Nel primo brano vediamo mister Little Idiot e il suo cane partire da un pianeta che somiglia molto a quello de Il Piccolo Principe (altro cult della cultura pop) e atterrare sulla Terra, per imbarcarsi in un viaggio senza speranza nell’incomunicabilità tra esseri umani. Little Idiot è una caricatura dell’artista stesso, ideata da lui in un decennio sfortunato in cui vendeva dischi nel Connecticut.
Ne In this world tornano gli stessi temi: gli alieni, il fido cane, il sentirsi piccoli e impotenti nel mondo. La tecnica è animazione su girato, ma il vero apice di animazione e di narrazione visiva si raggiunge grazie alla collaborazione con il grande illustratore britannico Steve Cutts in Are you lost in the world like me, pezzo di Moby e The Void Pacific Choir.

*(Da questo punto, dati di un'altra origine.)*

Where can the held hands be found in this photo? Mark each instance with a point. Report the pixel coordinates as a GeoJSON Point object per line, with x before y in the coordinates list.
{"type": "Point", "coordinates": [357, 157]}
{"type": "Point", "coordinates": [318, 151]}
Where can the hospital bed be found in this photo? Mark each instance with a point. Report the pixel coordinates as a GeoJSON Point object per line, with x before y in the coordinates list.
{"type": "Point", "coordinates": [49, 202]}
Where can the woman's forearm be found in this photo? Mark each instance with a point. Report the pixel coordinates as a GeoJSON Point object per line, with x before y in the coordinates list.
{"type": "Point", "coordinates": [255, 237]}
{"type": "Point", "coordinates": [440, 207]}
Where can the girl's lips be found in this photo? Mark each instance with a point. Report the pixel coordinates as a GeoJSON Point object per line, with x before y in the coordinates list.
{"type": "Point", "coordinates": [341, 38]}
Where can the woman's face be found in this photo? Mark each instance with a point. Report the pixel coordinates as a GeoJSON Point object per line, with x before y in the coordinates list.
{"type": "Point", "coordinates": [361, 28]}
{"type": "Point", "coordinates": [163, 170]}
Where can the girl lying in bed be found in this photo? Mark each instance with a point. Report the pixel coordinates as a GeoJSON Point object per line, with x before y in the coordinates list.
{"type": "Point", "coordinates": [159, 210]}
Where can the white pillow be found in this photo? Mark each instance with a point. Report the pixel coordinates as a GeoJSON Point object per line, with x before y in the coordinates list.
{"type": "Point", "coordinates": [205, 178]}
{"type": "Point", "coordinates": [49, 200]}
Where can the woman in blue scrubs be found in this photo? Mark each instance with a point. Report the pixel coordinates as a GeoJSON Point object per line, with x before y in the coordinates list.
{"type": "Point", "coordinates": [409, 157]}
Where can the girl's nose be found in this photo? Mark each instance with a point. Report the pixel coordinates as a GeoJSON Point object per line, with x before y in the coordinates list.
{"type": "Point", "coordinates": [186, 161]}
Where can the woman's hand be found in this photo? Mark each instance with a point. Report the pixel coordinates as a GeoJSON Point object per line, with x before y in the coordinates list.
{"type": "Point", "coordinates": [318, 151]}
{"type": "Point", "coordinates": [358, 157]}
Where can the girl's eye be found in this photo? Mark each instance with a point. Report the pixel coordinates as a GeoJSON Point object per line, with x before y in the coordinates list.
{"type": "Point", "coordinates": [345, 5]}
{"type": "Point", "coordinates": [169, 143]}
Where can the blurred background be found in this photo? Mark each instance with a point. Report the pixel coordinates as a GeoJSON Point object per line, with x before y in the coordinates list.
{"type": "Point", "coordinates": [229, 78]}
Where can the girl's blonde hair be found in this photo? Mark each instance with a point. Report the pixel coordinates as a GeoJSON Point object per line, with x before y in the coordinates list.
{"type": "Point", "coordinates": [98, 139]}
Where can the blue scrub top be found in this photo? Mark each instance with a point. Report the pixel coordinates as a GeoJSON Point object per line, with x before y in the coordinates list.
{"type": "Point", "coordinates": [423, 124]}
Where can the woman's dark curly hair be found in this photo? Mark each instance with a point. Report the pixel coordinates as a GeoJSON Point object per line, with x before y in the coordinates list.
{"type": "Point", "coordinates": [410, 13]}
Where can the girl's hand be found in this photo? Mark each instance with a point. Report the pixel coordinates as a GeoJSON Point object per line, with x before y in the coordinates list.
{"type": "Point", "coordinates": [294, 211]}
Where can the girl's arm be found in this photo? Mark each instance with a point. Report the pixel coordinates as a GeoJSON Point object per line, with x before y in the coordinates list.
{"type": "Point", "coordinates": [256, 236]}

Con l’inglese Moby condivide le stesse preoccupazioni nei confronti dell’ambiente i due si trovano d’accordo sul legame intrinseco tra questo tema e quello dell’alienazione personale degli esseri umani. Le tematiche degli altri due video si ripetono, ma siamo negli anni 10 nel terzo millennio e il disagio sociale ha un nuovo alleato: la tecnologia degli smartphone. Con essa si sono rese ancora più palesi e polarizzate le molte forme di violenza e di menzogna che sono alla base della nostra alienazione e che siamo stati abituati a ignorare. 

Che lo apprezziamo oppure no, insomma, a conti fatti il gracile Richard ha contribuito non poco alla costruzione della cultura pop a cavallo di due millenni che fa parte di ognuno di noi. E siamo sicuri che ne gode.